|Better Online Communication - For Amtgard and Beyond!
[02/19/2009] [Okami Cio Cio]
There are so many useful web-based contacts for Amtgard. We have a variety of tools at our disposal, mailing groups, web pages, forums and, of course, good old e-mail. The Internet is a great way to reach a lot of people with a modicum of effort.
However, many people aren't confident when starting into the waters of many online communities. It's tough to be sure about what to say or where to say it. Add to that the pressure of making sure you're getting your information out there, and it can be daunting. There are a number of simple tricks that can make Internet communication easier and more effective, for officers or even the average joe.
Announcements: Who, What, Where, When, Why
When making an event announcement, it's easy to forget details - I know I have certainly done so! The old rule of the 5 Ws helps immensely. There's nothing wrong with spicing event announcements up with cute, in-character talk, just make sure you've got your date, location, time and a general "what" of the event involved. When making other announcements, awards given, voter lists, financial statements, whatever business you need to relate, the Ws help as well.
Always proofread the message before you send it, giving yourself another chance to think, "Have I missed anything." If you have a friend available to read the message to, or send it to for proofreading, utilize that resource.

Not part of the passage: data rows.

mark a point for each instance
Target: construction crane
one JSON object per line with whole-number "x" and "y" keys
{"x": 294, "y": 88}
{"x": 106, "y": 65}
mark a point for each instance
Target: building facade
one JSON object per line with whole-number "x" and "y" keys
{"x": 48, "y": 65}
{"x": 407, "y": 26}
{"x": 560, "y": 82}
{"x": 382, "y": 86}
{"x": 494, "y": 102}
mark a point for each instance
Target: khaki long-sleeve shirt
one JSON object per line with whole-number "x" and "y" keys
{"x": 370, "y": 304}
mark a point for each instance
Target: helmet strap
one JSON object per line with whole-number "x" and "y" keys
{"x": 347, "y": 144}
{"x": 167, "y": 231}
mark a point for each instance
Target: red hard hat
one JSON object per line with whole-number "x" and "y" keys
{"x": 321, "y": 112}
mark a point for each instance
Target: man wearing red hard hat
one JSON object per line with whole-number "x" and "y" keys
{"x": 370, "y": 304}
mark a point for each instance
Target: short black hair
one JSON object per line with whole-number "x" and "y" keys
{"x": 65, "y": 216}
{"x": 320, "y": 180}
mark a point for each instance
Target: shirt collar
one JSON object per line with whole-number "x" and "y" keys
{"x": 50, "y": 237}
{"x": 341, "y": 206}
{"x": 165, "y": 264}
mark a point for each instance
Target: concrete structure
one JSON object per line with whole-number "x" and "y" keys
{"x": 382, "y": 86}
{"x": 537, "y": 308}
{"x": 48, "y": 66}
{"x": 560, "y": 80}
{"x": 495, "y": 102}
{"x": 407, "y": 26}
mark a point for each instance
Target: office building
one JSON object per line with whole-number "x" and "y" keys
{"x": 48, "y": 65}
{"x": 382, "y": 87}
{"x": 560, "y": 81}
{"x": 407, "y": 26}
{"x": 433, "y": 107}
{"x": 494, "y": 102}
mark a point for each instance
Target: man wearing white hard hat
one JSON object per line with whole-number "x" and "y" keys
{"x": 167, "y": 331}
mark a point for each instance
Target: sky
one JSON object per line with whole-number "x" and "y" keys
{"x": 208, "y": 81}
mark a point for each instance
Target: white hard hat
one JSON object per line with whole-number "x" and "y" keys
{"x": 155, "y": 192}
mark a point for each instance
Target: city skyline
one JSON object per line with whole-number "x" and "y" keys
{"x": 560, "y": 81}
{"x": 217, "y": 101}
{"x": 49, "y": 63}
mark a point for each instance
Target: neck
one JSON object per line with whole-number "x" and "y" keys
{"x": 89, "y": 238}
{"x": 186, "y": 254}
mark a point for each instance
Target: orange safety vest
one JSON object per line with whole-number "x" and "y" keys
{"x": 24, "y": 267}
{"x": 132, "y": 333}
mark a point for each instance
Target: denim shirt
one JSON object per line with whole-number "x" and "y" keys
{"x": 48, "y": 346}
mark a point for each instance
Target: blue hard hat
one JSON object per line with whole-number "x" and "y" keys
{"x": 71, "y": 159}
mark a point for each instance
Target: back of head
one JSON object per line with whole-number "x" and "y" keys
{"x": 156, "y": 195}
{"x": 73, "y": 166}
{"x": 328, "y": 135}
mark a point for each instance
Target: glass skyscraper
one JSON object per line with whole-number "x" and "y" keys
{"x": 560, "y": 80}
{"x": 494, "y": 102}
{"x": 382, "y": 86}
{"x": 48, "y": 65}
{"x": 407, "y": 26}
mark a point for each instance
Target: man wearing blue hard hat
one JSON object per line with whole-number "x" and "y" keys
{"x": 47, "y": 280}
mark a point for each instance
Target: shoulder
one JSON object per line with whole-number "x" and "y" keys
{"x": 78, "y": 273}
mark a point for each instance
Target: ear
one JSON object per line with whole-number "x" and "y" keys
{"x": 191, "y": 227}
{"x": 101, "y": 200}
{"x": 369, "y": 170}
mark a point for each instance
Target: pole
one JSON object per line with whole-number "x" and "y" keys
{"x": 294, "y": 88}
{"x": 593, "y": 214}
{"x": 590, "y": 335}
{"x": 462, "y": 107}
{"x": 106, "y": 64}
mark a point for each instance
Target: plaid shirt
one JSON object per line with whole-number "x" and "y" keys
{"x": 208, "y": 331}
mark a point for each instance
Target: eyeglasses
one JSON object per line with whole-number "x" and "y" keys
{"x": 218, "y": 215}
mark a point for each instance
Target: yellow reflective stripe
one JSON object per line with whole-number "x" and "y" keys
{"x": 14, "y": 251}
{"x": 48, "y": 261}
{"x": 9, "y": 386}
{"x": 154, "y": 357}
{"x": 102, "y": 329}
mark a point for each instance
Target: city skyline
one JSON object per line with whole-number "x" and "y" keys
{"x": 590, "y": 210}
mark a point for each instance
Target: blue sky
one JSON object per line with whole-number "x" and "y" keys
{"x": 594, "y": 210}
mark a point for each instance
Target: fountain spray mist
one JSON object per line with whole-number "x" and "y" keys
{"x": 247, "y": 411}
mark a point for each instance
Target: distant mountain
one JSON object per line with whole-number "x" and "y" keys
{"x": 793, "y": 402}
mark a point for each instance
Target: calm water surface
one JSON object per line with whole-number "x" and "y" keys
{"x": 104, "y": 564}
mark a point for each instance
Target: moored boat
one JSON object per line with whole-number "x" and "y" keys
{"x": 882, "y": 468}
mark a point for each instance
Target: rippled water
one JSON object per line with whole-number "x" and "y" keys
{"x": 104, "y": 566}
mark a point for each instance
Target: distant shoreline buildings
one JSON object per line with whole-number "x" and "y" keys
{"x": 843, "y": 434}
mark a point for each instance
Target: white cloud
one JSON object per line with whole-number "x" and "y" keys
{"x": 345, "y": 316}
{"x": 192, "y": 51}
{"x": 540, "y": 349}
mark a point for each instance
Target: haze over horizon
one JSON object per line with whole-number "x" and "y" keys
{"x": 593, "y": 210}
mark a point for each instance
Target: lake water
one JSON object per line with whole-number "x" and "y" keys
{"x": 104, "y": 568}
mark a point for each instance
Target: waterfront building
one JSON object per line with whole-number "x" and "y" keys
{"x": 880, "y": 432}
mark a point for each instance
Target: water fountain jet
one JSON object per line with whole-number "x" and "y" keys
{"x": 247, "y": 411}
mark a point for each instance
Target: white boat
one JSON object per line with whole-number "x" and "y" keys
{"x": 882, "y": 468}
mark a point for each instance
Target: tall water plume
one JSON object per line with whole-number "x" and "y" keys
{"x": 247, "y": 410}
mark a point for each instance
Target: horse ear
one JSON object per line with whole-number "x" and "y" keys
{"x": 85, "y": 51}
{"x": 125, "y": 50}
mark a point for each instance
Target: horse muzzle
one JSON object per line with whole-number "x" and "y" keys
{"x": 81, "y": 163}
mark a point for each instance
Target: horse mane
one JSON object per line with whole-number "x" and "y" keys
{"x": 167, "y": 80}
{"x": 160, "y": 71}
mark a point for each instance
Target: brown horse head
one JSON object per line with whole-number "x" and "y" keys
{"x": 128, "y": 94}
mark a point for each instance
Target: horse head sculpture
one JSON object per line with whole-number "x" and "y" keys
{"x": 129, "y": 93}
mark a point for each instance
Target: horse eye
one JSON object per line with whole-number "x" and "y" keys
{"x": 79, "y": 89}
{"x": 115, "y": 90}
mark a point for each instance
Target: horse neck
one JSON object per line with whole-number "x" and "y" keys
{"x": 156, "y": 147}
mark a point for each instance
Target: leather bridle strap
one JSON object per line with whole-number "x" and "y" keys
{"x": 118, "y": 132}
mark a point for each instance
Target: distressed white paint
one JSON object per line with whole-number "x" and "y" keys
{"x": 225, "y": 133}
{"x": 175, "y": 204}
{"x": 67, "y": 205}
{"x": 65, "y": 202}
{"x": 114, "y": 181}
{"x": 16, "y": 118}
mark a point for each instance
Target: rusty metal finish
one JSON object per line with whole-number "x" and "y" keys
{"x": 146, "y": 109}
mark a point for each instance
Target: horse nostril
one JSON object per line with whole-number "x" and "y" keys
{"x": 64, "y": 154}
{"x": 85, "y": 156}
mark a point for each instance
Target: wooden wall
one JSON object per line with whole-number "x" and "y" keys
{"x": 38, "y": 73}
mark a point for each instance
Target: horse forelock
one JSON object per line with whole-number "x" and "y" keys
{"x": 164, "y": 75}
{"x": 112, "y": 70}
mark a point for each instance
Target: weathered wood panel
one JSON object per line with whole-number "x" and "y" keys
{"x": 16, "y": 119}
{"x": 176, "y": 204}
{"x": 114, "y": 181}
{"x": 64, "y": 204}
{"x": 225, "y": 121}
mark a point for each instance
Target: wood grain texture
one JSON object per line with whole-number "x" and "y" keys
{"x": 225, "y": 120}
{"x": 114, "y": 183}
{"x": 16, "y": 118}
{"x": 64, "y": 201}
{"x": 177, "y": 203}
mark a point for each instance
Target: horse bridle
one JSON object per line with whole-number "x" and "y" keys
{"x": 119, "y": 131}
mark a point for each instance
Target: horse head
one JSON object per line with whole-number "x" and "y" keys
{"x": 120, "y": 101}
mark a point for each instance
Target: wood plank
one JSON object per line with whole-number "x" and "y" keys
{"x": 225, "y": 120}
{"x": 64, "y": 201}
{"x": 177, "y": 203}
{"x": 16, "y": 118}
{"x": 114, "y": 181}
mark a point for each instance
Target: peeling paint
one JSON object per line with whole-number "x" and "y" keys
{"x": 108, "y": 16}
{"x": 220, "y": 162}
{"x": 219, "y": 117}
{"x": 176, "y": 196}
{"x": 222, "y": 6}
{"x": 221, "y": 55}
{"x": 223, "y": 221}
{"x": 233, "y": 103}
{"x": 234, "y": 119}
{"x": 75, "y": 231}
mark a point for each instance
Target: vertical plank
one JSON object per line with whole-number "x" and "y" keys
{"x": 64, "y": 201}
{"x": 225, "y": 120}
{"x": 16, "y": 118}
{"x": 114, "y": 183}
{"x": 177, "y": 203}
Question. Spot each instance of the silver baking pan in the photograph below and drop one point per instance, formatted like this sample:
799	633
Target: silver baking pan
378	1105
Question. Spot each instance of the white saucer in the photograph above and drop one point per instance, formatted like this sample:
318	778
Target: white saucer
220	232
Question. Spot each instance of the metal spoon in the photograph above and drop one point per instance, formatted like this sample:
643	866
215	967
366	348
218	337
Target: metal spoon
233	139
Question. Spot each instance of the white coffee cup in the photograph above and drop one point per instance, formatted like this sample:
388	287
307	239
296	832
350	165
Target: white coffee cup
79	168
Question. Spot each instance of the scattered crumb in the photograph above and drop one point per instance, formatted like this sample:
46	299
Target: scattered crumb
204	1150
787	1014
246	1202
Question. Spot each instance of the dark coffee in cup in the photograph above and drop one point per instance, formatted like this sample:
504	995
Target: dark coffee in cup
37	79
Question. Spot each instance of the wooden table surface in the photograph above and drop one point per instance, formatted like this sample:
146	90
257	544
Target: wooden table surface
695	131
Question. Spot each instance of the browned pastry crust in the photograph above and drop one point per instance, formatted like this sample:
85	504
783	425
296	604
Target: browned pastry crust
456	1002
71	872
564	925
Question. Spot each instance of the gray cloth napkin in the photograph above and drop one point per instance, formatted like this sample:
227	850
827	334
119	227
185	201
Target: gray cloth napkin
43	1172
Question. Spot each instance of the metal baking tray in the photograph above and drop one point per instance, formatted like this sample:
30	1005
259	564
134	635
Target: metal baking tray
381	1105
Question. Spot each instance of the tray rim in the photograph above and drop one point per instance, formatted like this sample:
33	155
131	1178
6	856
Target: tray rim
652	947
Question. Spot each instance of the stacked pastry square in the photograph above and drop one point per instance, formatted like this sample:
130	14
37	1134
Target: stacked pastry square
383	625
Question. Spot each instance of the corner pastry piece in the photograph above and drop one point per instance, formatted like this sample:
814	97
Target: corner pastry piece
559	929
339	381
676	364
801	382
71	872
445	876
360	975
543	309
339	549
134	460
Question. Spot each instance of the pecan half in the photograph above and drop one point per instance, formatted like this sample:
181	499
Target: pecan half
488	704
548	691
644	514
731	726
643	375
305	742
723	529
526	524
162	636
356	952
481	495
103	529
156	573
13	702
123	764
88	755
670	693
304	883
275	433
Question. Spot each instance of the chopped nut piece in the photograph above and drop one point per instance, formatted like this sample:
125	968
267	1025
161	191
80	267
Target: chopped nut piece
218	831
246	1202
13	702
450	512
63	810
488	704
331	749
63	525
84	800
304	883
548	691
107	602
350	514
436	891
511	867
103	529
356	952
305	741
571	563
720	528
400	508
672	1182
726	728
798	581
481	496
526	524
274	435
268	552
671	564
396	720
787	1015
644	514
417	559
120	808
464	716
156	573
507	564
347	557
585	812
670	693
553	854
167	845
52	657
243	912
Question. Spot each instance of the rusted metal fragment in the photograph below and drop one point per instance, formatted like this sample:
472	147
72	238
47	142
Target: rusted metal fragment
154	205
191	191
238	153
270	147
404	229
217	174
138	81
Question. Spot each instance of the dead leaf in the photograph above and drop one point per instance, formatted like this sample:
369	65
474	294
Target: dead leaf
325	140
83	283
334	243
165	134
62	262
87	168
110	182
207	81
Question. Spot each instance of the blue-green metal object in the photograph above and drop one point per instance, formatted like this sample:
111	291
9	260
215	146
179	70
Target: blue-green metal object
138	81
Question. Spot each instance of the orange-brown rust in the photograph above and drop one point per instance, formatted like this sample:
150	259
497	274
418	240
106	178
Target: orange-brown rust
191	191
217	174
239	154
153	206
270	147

Try to communicate to the groups or lists that the information is pertinent to. For example, a voter eligible list for your park needs to go to that park's list. However, it's a good idea to copy in any higher level Prime Minister, Principality or Kingdom.
If a message is personal, about one individual or small group of people, keep it that way. Don't spam lists with "I need to talk to Bob," unless you've already attempted to contact Bob directly. Most mailing lists and forums have a listing of all the members subscribed. Use common sense, and look for that contact before using the list as a paging system.
When in office, it's good to keep an eye on lists and answer emails in a very timely fashion. The same goes for personal emails. Even if you've talked to someone in person, there's nothing wrong with sending him or her an email that says, "we talked and this was what we discussed." It can come in handy when you're keeping track of what responsibilities are in front of you.
Any reports or updates that you are responsible for should be done on time. Set yourself a calendar or other reminder tool. Making a template for your reports can be very handy. Remember the Ws and you might be able to just type in the details for each new update.
It's fun to engage in debate and discussion on the Internet. When that discussion moves into the realm of arguing, I like to think of the old axiom about "if you can't say something nice
" It doesn't benefit you or the others involved to start hurling insults, even when you've been insulted. Some basic tips I've seen in the last 20 years of Internet communication include:
1. Imagine you were saying this to someone's face. If you wouldn't, don't send it.
2. Re-read that message before you hit send. Read it out loud if possible, it will help you "hear" how it's going to "sound" to others.
3. Check your grammar. Use a spell check. Chunk longer paragraphs into smaller ones.
4. IAWTC (I agree with that comment) or other such messages really only serve to stroke your or the other person's ego. If you don't really have something to add to the conversation, think about why you're typing.
5. Re-read messages that have got you upset or angry with a kinder tone in mind. Maybe it's not about you, it's not insulting and it's not what you're reading into the message.
6. If you're going to state facts, be ready to back them up with citation. If you're going to state opinions, remember that everyone's opinions are different and personal and once again don't have to hurt you.
Some folks may never have any further interaction with you outside of what you've said on the Internet. There's little reason to be proud of being the guy who is rude on a list or forum. Not only will in hamper your ability to make new friends, it might come back to hurt you when you're trying to learn something new.
In writing articles or submitting useful information to a list, board or forum, once again, proofreading is your friend. When adding links, make sure they are good, with a quick click. Subject lines should be clear and relate to the items you're referencing. If you are ever linking or referencing images or videos that could be considered "offensive", make sure you advise the potential viewers that it is not safe for work (NSFW).
These are some basics that can improve the quality of your online communication. My best advice - don't take it too seriously!